Monday, October 29, 2012

Sandy and HMS Bounty

Nicole and I have been talking about how 24-hour media coverage, despite all its problems, allows us to be prepared for major weather events well in advance. We've known about Hurricane Sandy for about a week. Only a couple of generations ago, we would have had only a day or two's warning. Of course, farmers and sailors knew how to read natural signs, but there's nothing like radar, satellite imagery, and mathematical models for accurate advance predictions.
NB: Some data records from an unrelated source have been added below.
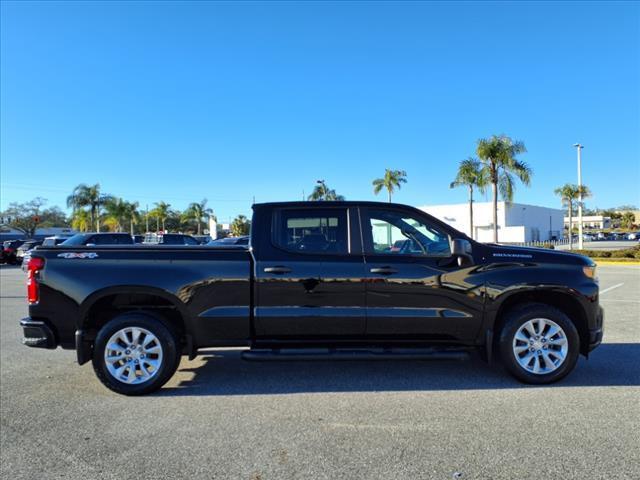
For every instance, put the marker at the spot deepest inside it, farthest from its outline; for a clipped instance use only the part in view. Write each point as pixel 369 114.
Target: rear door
pixel 309 276
pixel 415 288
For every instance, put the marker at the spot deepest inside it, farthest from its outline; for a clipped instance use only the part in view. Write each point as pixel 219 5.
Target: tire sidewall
pixel 166 337
pixel 515 320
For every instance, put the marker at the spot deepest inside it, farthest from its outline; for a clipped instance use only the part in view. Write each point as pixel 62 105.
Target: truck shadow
pixel 223 372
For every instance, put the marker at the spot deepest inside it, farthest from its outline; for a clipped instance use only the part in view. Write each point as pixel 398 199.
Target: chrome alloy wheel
pixel 133 355
pixel 540 346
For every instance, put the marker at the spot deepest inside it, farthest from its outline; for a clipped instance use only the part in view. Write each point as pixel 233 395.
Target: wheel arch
pixel 104 304
pixel 562 299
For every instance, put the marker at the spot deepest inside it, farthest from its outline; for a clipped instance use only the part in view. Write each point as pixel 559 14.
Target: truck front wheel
pixel 539 344
pixel 135 354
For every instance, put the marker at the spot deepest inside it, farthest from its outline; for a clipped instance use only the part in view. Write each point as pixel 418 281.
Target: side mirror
pixel 461 248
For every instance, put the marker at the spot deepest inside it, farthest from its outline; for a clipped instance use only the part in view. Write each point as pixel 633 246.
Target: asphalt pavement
pixel 223 418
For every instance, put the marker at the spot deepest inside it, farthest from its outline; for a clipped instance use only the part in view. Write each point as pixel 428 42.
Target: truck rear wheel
pixel 539 344
pixel 135 354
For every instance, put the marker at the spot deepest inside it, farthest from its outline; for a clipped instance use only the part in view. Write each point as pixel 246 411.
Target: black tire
pixel 514 320
pixel 167 338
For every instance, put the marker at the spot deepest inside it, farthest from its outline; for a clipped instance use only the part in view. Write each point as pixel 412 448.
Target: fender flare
pixel 96 296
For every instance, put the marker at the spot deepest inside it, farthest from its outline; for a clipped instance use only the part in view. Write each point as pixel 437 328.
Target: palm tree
pixel 392 179
pixel 161 212
pixel 498 154
pixel 323 193
pixel 116 211
pixel 240 226
pixel 80 220
pixel 570 193
pixel 131 214
pixel 197 211
pixel 89 196
pixel 470 174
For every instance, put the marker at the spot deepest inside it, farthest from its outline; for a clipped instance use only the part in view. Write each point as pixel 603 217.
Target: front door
pixel 415 288
pixel 310 278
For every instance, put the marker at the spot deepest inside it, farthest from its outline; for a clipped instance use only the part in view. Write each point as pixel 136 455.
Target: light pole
pixel 324 188
pixel 580 241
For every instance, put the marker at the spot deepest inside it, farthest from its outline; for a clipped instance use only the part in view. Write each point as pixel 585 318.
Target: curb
pixel 609 262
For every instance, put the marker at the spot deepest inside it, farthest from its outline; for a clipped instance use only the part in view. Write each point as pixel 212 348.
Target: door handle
pixel 383 270
pixel 278 270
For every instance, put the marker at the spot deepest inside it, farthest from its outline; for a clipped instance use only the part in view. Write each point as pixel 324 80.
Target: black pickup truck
pixel 360 280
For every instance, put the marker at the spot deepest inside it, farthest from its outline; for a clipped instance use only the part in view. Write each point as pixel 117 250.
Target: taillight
pixel 33 267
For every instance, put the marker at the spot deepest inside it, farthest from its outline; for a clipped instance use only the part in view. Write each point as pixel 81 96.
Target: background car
pixel 202 239
pixel 229 241
pixel 93 239
pixel 55 240
pixel 24 248
pixel 9 249
pixel 170 239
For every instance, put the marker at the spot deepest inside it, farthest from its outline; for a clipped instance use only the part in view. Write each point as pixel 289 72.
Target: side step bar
pixel 278 355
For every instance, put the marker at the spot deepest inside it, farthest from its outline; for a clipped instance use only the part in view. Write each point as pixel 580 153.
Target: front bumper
pixel 37 334
pixel 596 334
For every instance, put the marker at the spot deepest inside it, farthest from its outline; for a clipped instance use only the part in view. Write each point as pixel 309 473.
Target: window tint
pixel 111 239
pixel 313 230
pixel 396 233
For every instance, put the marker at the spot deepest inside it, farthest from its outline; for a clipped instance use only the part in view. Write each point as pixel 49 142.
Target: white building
pixel 589 221
pixel 517 222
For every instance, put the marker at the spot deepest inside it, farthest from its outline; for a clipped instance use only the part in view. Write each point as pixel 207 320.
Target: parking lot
pixel 223 418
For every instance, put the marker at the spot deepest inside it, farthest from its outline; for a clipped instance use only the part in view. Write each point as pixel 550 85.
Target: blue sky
pixel 230 101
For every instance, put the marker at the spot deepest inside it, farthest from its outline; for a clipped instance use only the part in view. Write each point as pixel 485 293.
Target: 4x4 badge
pixel 78 255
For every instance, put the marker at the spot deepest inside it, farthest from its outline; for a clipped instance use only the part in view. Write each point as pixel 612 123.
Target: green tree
pixel 391 180
pixel 161 213
pixel 25 216
pixel 81 220
pixel 198 211
pixel 240 226
pixel 322 192
pixel 470 175
pixel 119 213
pixel 628 220
pixel 570 195
pixel 53 217
pixel 89 196
pixel 115 211
pixel 498 154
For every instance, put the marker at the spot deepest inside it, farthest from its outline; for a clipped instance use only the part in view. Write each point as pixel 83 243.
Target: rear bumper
pixel 596 334
pixel 36 333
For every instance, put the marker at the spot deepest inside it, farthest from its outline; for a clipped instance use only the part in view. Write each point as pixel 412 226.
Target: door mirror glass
pixel 461 248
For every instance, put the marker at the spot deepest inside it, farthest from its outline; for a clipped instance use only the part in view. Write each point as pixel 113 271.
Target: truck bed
pixel 210 288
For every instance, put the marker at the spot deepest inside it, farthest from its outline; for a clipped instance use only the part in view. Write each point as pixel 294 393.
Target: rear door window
pixel 312 230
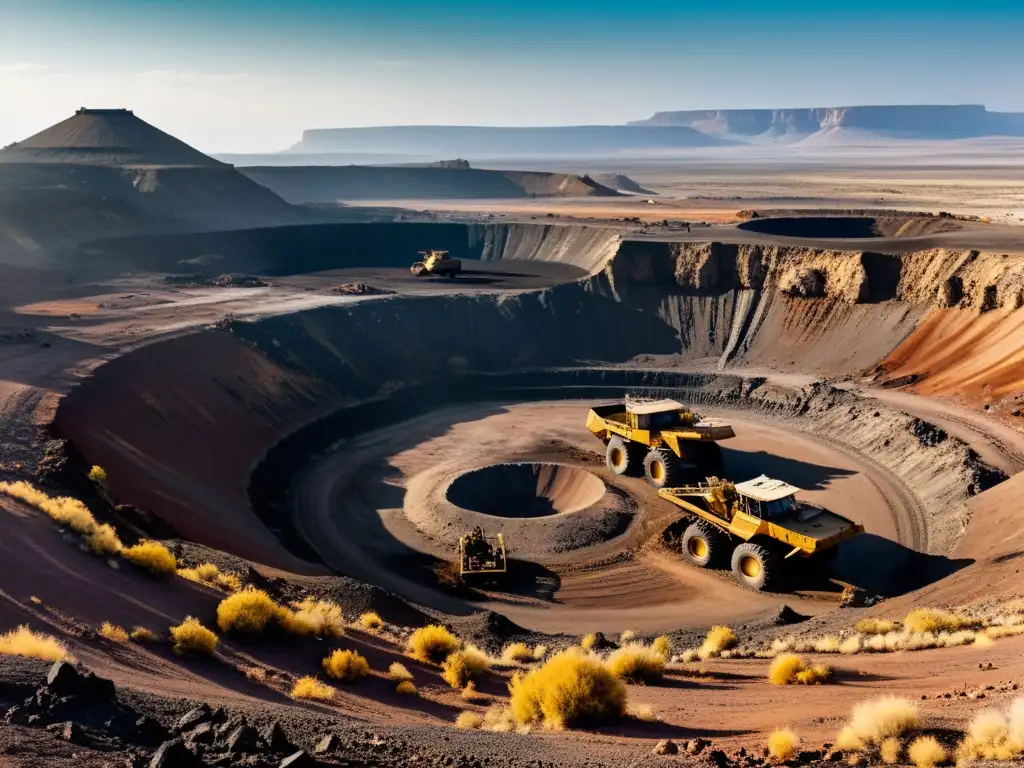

Even with these sophisticated tools, however, tragedies still happen. The reproduction ship HMS Bounty was built for the 1962 Marlon Brando film "Mutiny on the Bounty" and for the past several decades has sailed as an educational tall ship; I just saw her this summer when she visited the Delaware River. Early this morning, the HMS Bounty, while attempting to avoid the storm off North Carolina's Outer Banks, began taking on water. Her crew was forced to abandon ship in 40 mph winds and 18-foot seas, and, as of this writing, two crewmembers remain missing. For more, see this ABC News story. I'll post an update as more information emerges.

HMS Bounty, Chicago, 2003. Via the NY Daily News.

Update: As of Tuesday, October 30, the body of one missing crew member, Claudene Christian (a descendant of mutiny leader Fletcher Christian), has been recovered, and rescuers continue to search for Captain Robin Walbridge. Here are two images of the ship sinking via the Guardian (Tim Kukl/EPA/U.S. Coast Guard photographs).

Update: On November 1st, the Coast Guard ended its search for Captain Robin Walbridge. You can view a group interview of the surviving crew here.